In this direction, we also radically extended secure multi-party computation (MPC) to handle massive computations, a subject that has been overlooked in the field. We also developed efficient and practical approaches to private machine learning, and straggler-resistant massive approximate computation, particularly for machine learning applications.
Coded Caching
The conventional approach to reducing the traffic load is to exploit the memories distributed across the network to duplicate (or cache) the popular content. Today’s content delivery networks are designed and optimized to increase hit rate, i.e., the chance of providing requested content from a local cache. We proved that this intuitive approach is substantially inefficient. We presented the first information-theoretic fundamental trade-off between the communication rate and cache size
for distributed cache networks and proved its optimality. To achieve optimum performance, we introduced the concept of coded caching, which relies on planning and exploiting the cached content to create particular coding opportunities. The gain offered by coded caching scales with the size of the network, which makes it even more attractive for overwhelmingly growing networks.
To translate this idea into practice, and in interaction with the business division of Nokia, we further extended the concept of coded caching to support various real-world scenarios. In particular, we addressed the cases where file popularities are non-uniform and time-varying, and the demands are asynchronous and delay-sensitive. We also generalized the proposed scheme to hierarchical cache networks or cache-aided wireless channels. Our practical implementations (Demo) demonstrated at the company’s showcases intrigued many visitors and business partners.

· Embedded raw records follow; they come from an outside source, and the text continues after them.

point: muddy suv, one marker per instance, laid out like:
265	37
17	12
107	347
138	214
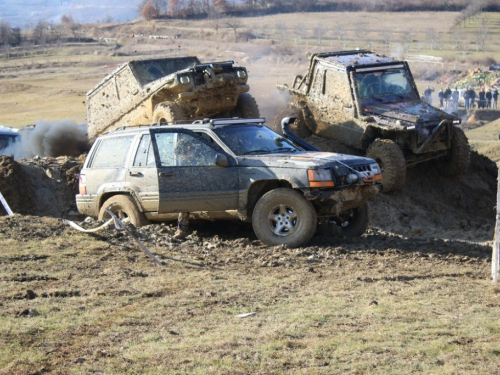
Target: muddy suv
166	90
234	168
371	102
8	136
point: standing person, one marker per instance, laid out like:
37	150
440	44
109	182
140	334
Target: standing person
447	97
481	98
184	153
472	97
466	97
441	98
428	94
488	97
454	95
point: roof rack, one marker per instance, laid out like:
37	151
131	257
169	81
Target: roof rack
206	121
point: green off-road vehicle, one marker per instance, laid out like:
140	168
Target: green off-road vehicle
371	102
167	90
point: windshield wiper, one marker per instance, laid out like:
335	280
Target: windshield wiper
260	151
284	149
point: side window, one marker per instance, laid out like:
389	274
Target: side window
165	143
181	149
112	152
144	156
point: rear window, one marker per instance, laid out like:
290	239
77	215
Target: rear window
112	152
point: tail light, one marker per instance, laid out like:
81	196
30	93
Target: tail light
82	184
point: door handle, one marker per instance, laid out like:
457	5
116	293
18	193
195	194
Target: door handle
164	174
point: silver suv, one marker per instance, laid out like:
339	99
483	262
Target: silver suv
234	168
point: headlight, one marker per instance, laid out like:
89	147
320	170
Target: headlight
375	168
351	178
185	80
320	178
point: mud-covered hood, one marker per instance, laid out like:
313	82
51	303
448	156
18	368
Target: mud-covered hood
407	111
303	160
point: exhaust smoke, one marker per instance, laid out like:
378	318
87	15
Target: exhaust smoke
50	139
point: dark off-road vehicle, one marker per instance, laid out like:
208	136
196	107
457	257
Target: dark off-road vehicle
371	102
168	89
228	168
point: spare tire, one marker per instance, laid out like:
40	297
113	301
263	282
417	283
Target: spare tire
456	160
299	127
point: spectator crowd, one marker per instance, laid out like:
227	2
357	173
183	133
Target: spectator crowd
449	99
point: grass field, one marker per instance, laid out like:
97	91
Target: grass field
380	304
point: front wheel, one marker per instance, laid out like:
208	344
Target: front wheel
392	163
246	107
124	207
456	161
167	113
284	216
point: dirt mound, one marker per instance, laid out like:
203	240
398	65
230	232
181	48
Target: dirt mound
480	117
40	186
430	205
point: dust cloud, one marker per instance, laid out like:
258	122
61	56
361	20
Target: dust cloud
50	139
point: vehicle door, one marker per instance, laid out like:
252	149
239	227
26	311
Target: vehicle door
189	178
142	174
332	105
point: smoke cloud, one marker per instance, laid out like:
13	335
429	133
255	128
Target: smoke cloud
50	139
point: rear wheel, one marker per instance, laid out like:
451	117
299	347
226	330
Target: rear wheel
299	127
284	216
246	107
167	113
456	161
392	163
124	207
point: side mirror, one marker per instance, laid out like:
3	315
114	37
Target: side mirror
221	160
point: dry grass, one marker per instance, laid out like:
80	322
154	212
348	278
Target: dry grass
105	308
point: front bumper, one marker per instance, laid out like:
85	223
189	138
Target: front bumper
333	202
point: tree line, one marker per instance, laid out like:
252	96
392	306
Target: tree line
155	9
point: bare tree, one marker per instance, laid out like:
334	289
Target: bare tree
457	36
298	30
481	35
361	32
5	32
281	30
319	31
432	37
40	32
234	23
340	33
387	36
215	17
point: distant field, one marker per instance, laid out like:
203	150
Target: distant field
52	86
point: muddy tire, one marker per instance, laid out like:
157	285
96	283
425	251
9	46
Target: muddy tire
123	206
284	216
456	161
246	107
392	163
299	127
354	222
167	113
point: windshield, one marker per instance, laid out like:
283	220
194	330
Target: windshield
394	82
254	140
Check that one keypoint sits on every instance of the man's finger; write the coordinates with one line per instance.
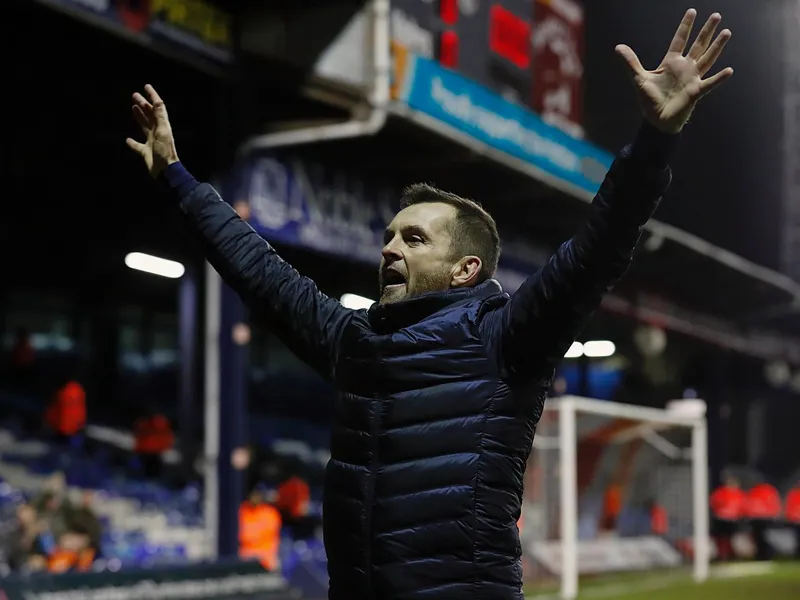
(711, 55)
(159, 108)
(705, 36)
(142, 120)
(137, 147)
(629, 56)
(681, 38)
(709, 85)
(142, 103)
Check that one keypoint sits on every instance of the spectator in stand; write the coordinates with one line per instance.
(66, 415)
(659, 518)
(293, 500)
(259, 530)
(792, 514)
(73, 551)
(85, 519)
(727, 510)
(153, 436)
(260, 466)
(23, 545)
(53, 506)
(763, 507)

Interference Management using Outdated Channel State Information
The communication delay in distributed systems can significantly affect the network’s performance. An example of such systems is multi-user communication networks, where interference management techniques rely on up-to-date channel state information (CSI). However, estimating and circulating this knowledge is subject to some delay, making it outdated. There was an unquestioned belief that outdated CSI, uncorrelated with the current one, is entirely useless. We developed an innovative approach, leveraging the outdated CSI, to improve the throughput of a K-user (Broadcast) wireless network by a factor of K/log(K). Our proposed approach has initiated a new way to utilize outdated CSI, which has been extensively explored for various network settings.
Interference Alignment
Competition for communication medium is an inherent attribute of distributed systems, where concurrent interactions create interference on each other. In the absence of collaborative interference management, the communication links were conventionally scheduled in different orthogonal dimensions. In [9], we disproved this prevailing belief and introduced a fundamentally new approach to managing interference. Our so-called interference alignment (IA) scheme provides interference-free communication without splitting the network resources and sacrificing the throughput. This is done by aligning different interference contributions at each receiver to minimize their overall footprint. The surprising consequence is that when a new link starts communicating over the shared medium, it ideally will not affect the rate of the other links. Over the past few years, interference alignment has been one of the central topics of research in the field, with significant implications beyond interference management in distributed storage, computation, and private information retrieval.